Policiales

Susto en el espacio público de la ciudad

Una nena se clavó una madera de 20 cm en un tobogán de Plaza Italia

01|03|19 09:34 hs.

Una nena de cinco años debió ser intervenida en una clínica de nuestra ciudad luego de clavarse una astilla de 20 centímetros en el glúteo cuando se tiró de un tobogán de Plaza Italia. El trozo de madera, que estaba desprendido en la zona de deslizamiento del juego, penetró hasta la cintura de la nena, ayudado por la fuerza del impulso descendente y generó pánico en su familia. 


El hecho ocurrió en las últimas horas de la tarde del martes, mientras Antonella Sánchez, la mamá de Milagros, cuidaba a su padre y abuelo de la nena a raíz de una convalecencia de salud. Para hacer tiempo, el papá y sus hijas, de 5 y 7 años, se fueron a la Plaza Italia para que Mili pase un rato entre las hamacas y los toboganes del espacio público.
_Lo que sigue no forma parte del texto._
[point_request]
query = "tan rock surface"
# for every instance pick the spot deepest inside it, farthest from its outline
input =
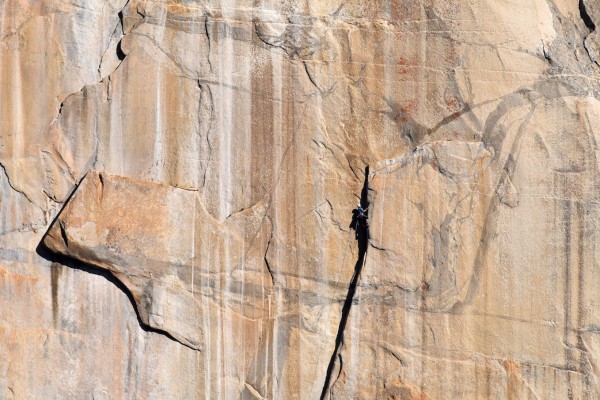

“Cuando la nena se largó del tobogán, salió con la madera clavada en la cola y empezó a tocarse. Ella en ningún momento sintió la molestia, pero la otra nena (su hermana de siete años), la vio que tenía algo clavado”, recordó la mujer en diálogo con LA VOZ DEL PUEBLO.


Los médicos lograron extraerle la astilla tras anestesiar a la nena


Primero fue su marido quien intentó sacársela con sus manos y, en ese momento, notó que la situación era más grave, “cuando vio que no podía, salieron al sanatorio y, al verla los médicos, dijeron que había que llamar al cirujano”. 

En ese sentido, afortunadamente, después de anestesiar a la nena, la madera empezó a ceder y pudo ser retirada por los profesionales médicos sin necesidad de intervenirla quirúrgicamente, “fue un trabajo que tuvo que hacer un cirujano”, dijo la mamá.

La dramática experiencia fue vivida en lo que fue una de las pocas incursiones de la nena en una plaza, “yo jamás la llevo y menos la dejo tirarse del tobogán”, comentó Antonella, quien reconoce que (el tobogán) es un juego al que siempre le tuvo miedo, “se largan de cabeza, pueden hacer cualquier cosa. Uno nunca sabe lo que puede pasar”, comentó al respecto, “y me pasó esto justo a mí”, se lamentó.

Hasta la cintura
Tal como indicó la mamá de Milagros, la madera ingresó por el glúteo y llegó hasta la cintura de la nena, “los médicos me dijeron que tuvimos suerte de que no le alcanzó a tocar la panza. Yo le saqué fotos con la idea de llevarla mañana (por hoy) a la Municipalidad y mostrarle lo que me pasó a alguien que me preste atención”, adelantó la mujer. 


El tobogán donde ocurrió el accidente en la tarde del martes


De acuerdo a las estimaciones de la madre, confirmadas por los médicos que la atendieron, la contextura física de su hija menor fue clave para no lamentar una herida más grave, “anteriormente se había largado la otra (por su hija mayor), que es un palito vestido (por lo delgada), y no le pasó nada. Y ella (por Milagros), se salvó por ser más gordita, ya que la grasita le frenó el avance de la madera”, explicó. 

Por su parte, Lucas, el padre, estuvo con una crisis nerviosa que no le permitió dormir, “imaginate. Está todo el día trabajando y, una vez que puede compartir un rato con sus hija, le pasa esto”, comentó al referirse al mal momento vivido por su marido, quien se pasó el miércoles con nauseas y vómitos a raíz de lo vivido. 

Hoy, Antonella llevará su preocupación a la Municipalidad con la esperanza de que alguien le garantice la revisión y, en caso de ser necesario, la reparación de los juegos de las plazas de la ciudad en la que pasan sus horas a diario cientos de niños tresarroyenses.